Una mujer desnuda caminaba sobre la árida tierra, ¿venida de donde? Ni ella sabía. Hambrienta, cansada, sedienta, se acercó a un único árbol, de tronco seco, de secas hojas, de fruto negro, que moría en la inmensidad de lo que sus ojos alcanzaban a ver. Un ángel de escamosa piel y siseante lengua lo cuidaba.
- Aléjate mortal - le dijo el vigía a la mujer – este es el fruto de la vida y de la muerte, y no eres digna de poner tus fauces en él -.
La mujer, cuyo nombre ya todos conocemos, pero que ella misma desconocía entonces, llorosa, cual recién nacido, replicó: Pero yo tengo hambre, y no he encontrado otro fruto, de árbol o de bestia que pueda comer. He caminado durante días, todo está desolado, desierto, no he pisado tierra fértil alguna.
A lo que la serpiente respondió: No soy el dueño de estos frutos, si te permito tomarlos su propietario me castigará.
Entretanto la desesperada mujer y el ángel-serpiente discutían, un hombre, igualmente desnudo, cansado y hambriento se acercó a ellos en busca de un bocado de aquel putrefacto fruto que pendía del moribundo árbol, de la vida y de la muerte.
Aullando cual bestias, hombre y mujer juntos se lanzaron sobre la víbora que guardaba el precioso objeto de sus deseos, y la sometieron. La de los redondos pechos y el velludo pubis alargó su brazo a la rama más cercana para alcanzar el alimento, mientras el de la colgante asta sostenía al demonio.
- Dejad eso mujer, es veneno, para hombres, bestias y dioses, yo puedo darte la verdadera clave de la vida, dile a este, tu hombre, que me suelte - .
Y la mujer, curiosa, pidió al hombre que soltara al demonio, y el hombre, curioso, lo soltó.
- Acerca tu oído a mi hocico – dijo el ángel-demonio – lo que voy a decirte, sólo tú, mujer, dadora de vida, puedes oír -.
Ella se acercó, y mientras le hablaba al oído, serpiente y mujer sonreían, y el hombre, ignorante de aquel secreto sonreía contagiado, sin saber por qué.
Con su delicada mano la mujer tomó la del hombre, y sobre la tierra seca posó su espalda, y sobre sí misma hizo posar al hombre. Del pubis de ella una sabia transparente brotaba, sus pechos se henchían y sus labios se secaban. El más fuerte de los dos, con su virilidad altiva, y colmado de una vitalidad antes desconocida, introdujo su falo en el abierto vientre de la mujer.
Así yacieron juntos, mientras árbol y serpiente los veían sucumbir en aquel delicioso vaivén, ambos castos, inexpertos, llenándose mutuamente de conocimiento, de amor y de vida. En esa orgía de sangre, sudor y semen, en la que terminaron inmersos, cuando ambos, mujer y hombre, hombre y mujer, vislumbraron el verdadero paraíso, el del orgasmo, se dio comienzo a la vida en la tierra.
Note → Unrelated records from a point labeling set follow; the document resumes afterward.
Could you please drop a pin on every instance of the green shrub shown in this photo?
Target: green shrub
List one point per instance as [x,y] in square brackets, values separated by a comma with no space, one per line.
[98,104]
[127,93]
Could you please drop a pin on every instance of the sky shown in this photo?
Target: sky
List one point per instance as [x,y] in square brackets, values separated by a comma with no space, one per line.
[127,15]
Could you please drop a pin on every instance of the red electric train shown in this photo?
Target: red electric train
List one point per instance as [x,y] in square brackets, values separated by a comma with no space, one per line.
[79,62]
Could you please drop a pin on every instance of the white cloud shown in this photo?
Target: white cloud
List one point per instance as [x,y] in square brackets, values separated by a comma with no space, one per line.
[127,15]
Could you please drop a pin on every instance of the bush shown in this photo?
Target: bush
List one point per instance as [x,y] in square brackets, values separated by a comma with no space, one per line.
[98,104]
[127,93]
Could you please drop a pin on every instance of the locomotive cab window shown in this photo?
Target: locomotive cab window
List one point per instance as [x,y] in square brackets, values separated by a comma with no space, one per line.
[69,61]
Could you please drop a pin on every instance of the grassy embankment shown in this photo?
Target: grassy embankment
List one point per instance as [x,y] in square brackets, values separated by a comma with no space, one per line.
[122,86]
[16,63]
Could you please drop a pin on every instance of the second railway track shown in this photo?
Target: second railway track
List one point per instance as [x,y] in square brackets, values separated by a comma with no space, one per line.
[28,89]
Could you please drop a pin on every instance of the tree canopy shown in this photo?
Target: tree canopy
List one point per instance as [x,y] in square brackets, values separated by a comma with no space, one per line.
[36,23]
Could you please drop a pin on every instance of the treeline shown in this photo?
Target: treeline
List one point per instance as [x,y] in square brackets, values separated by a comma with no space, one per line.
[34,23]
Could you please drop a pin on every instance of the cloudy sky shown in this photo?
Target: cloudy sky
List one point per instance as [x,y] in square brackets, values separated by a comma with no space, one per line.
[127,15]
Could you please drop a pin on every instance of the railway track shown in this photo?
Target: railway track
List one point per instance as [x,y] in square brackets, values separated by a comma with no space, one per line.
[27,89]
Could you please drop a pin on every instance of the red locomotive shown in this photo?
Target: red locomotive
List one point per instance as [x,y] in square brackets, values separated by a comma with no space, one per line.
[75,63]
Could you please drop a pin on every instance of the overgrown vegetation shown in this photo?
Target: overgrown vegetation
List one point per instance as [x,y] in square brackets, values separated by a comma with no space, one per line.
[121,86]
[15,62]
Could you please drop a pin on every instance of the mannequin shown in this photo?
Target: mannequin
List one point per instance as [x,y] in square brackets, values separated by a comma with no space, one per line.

Bajo la espalda reposada de una satisfecha Eva (dadora de vida), y de un satisfecho Adán (hijo de la tierra, no de dios) se tornó todo de un verde brillante, y crecieron las plantas y surgieron las bestias, brotaron manantiales de agua cristalina, y la oscuridad que sobre ellos reinaba cesó, cuando un naciente sol comenzó a brillar.
La serpiente se alejó sonriendo, ya que el mal llamado árbol de la vida y la muerte pereció en el instante en el que todo lo demás nació. Y mientras el lomo del ángel, de aquel demonio, fenecía en la distancia, el hombre, Adán, y la mujer, Eva, contemplaron su creación.